What is life, when you suddenly find yourself floating in an empty limbo where nothing is what you remember it being? Is it really empty? Has life ended from what you used to know it being? Or have you simply moved on to a new existence, and suddenly find you have to make your own new world?
Life is about creating new experiences and allowing them to direct you and to take you to where you thought you could never go.
I am in the process of graduating from BYU-Idaho, waiting for the paperwork to finish and the actual graduation to occur in December. In the meanwhile, I find myself confused and somewhat lost. I haven't quite finished school, but at the same time, everything is done and I'm just waiting on the formalities to really give myself a sense of accomplishment and finality, to let myself say my goodbyes and let that life move into the past.

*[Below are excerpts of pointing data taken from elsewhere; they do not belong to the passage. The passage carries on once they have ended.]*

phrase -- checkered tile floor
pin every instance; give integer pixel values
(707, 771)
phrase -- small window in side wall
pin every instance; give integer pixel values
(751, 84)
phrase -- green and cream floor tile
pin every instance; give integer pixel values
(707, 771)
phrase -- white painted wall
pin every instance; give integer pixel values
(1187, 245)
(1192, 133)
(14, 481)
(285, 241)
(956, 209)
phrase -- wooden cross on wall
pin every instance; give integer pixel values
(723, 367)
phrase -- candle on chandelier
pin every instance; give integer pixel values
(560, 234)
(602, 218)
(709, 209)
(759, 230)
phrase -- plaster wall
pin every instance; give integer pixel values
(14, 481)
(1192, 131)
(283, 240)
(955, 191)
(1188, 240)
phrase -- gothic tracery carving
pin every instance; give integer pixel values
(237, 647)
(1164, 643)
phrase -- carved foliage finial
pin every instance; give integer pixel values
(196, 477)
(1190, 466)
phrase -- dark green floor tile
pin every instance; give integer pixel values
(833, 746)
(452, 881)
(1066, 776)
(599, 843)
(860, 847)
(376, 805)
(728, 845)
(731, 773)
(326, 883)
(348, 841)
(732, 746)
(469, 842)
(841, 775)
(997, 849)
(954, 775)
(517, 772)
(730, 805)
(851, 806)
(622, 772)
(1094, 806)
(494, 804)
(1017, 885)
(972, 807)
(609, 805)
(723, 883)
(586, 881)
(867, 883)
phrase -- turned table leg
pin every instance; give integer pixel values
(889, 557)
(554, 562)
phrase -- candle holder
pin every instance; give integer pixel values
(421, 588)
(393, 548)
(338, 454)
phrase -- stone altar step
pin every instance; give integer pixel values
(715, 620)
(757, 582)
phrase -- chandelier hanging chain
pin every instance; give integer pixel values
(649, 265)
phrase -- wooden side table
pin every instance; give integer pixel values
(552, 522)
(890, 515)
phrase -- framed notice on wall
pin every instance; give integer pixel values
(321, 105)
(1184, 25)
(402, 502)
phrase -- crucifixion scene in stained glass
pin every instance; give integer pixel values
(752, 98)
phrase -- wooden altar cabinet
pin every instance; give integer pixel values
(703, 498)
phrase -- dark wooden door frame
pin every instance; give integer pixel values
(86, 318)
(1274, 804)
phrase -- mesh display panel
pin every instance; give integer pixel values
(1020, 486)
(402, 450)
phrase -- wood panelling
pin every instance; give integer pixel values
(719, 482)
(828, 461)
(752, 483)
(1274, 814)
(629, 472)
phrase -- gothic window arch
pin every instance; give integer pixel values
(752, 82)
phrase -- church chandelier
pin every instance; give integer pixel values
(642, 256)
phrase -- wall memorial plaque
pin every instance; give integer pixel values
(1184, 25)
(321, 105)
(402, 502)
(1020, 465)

Yet, I think that life will never allow the past to fade away completely. It continues to haunt, to remind, to sneak around a corner when you least expect it, or something it even just walks right up and slaps you in the face. I find myself now facing my past, yet not my past. Haunting memories and familiarities are mixed up in the present, creating an image that seems to belong more in a kaleiodoscope and not my life. Yet, now I get to deal with it.
Yet, I sit here, wondering what to do. I watch those that I know going through half a million different things, it seems. Some are happy, some are sad. Some seem fulfilled, some seem empty. Some seem close, and some seem distant. Yet, it makes sense, in a number of ways. People are going on with their lives, and so am I, and now we are going in different directions. That's the way of life, and there is nothing wrong with it.
Yet, it leaves me feeling empty. I keep trying to fill the emptiness, yet it never really seems to work. Everything I try just seems to be fluff, nothing substantial. But I don't really know how to find the substantial anymore? Or do I? Maybe I actually do but I just am not giving myself credit for being able to, not allowing myself to because I don't WANT to believe that I can, because I don't WANT to let go of the past and move on to something new.
Well, whatever the case may be, I guess I just gotta smile and keep going with it. Make the most of what I have. What else is there to do, really?